Automatic documentation for 500 CIB flow process modules 

Who hasn't wished that developer documentation could be written automatically or that change logs for software versions could be maintained reliably and without additional effort?

In software development, creating and maintaining existing documentation is not always the most popular task. Sometimes there is no clear responsibility for this task, which means that the information in the documentation quickly becomes outdated or incomplete. In the long term, however, this can lead to technical debt, which unnecessarily complicates further development and maintenance.

Nowadays powerful AI tools known as large language models (LLMs) have been available that can be used precisely for this purpose. They open up new possibilities for creating structured, consistent, and comprehensible documentation.

In this context, at CIB Group we have developed a process based on our process platform CIB flow, which addresses this issue and automatically generates complete documentation for approximately 500 CIB flow process modules. To do this, we used AI automation based on LLM models from the US company Anthropic.

How does the process work?

Our process starts automatically every two months. It begins with the receipt of our latest BPM modules in the form of JSON files. With detailed instructions, we apply the LLM model Claude Sonnet 4.0 with a low temperature and a limited number of response tokens.

Once invoked, the model generates fully functional HTML for each module of the process, taking into account multiple CSS classes for different design options.

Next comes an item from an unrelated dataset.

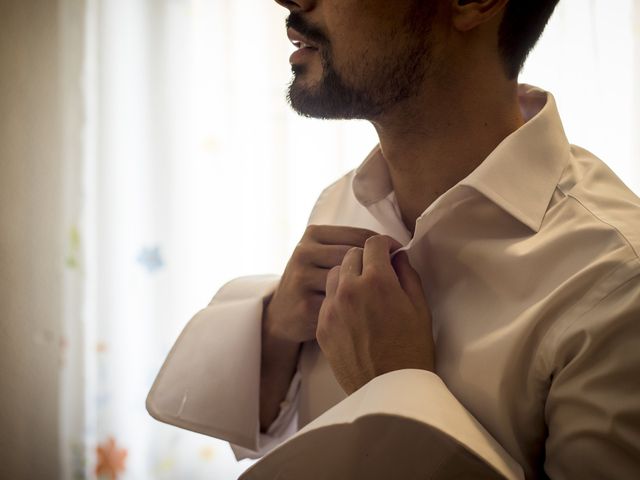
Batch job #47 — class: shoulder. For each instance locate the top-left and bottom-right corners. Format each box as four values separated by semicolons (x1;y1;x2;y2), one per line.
558;145;640;259
308;170;384;232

This HTML can be published directly on our e-Learning platform.

Good to know:

The temperature is a parameter that controls the creativity of the model: a low temperature leads to more predictable and precise responses, while a higher temperature leads to more creative and diverse, but less consistent responses.

A token is a small unit of text—it can be a word, a punctuation mark, or part of a word—and corresponds to about four characters on average.

The Claude Sonnet 4.0 model is no longer the latest model. There are now a handful of new models from Anthropic, OpenAI, and Grok, such as Claude Opus 4.5, GPT-5.2, and Grok 4. These are continuously being integrated into our modules. With just a few clicks, our process can also use the newer models!

How does the process work?

Hallucinations are typical errors of LLMs, where the model generates information that is incorrect. This often happens because LLMs work based on probabilities derived from learned patterns rather than genuine understanding. Despite the low temperature we set to obtain precise and less creative responses, hallucinations can still occur.

That is why our process includes post-processing with deterministic elements, such as fixed rules based on specific expressions that recognize and correct certain patterns in the text. We also use an LLM again here to correct further errors and improve the quality of the documentation.

Now, let us discuss the costs:

Conservatively, we estimate that manually creating the documentation, including quality control, for a single process module takes about 30 minutes. Therefore, the total effort for this activity amounts to about 30 working days. In addition, there are considerable opportunity costs, as this time cannot be used for value-adding activities such as customer acquisition or conceptual development.

Our automated approach drastically reduces this effort. Based on the model prices valid at the time of writing this article of approximately 3 € per million input tokens and 14 € per million output tokens, the pure model costs were only around 0.03 € per building block.

This amounts to a total of around 15 € for the complete documentation of all 500 building blocks – compared to several thousand euros for one-time manual creation.

The time savings are also significant: generation, including post-processing, took less than 30 seconds per module. This meant that the entire documentation could be created fully automatically in less than five hours – quickly, consistently, and scalably.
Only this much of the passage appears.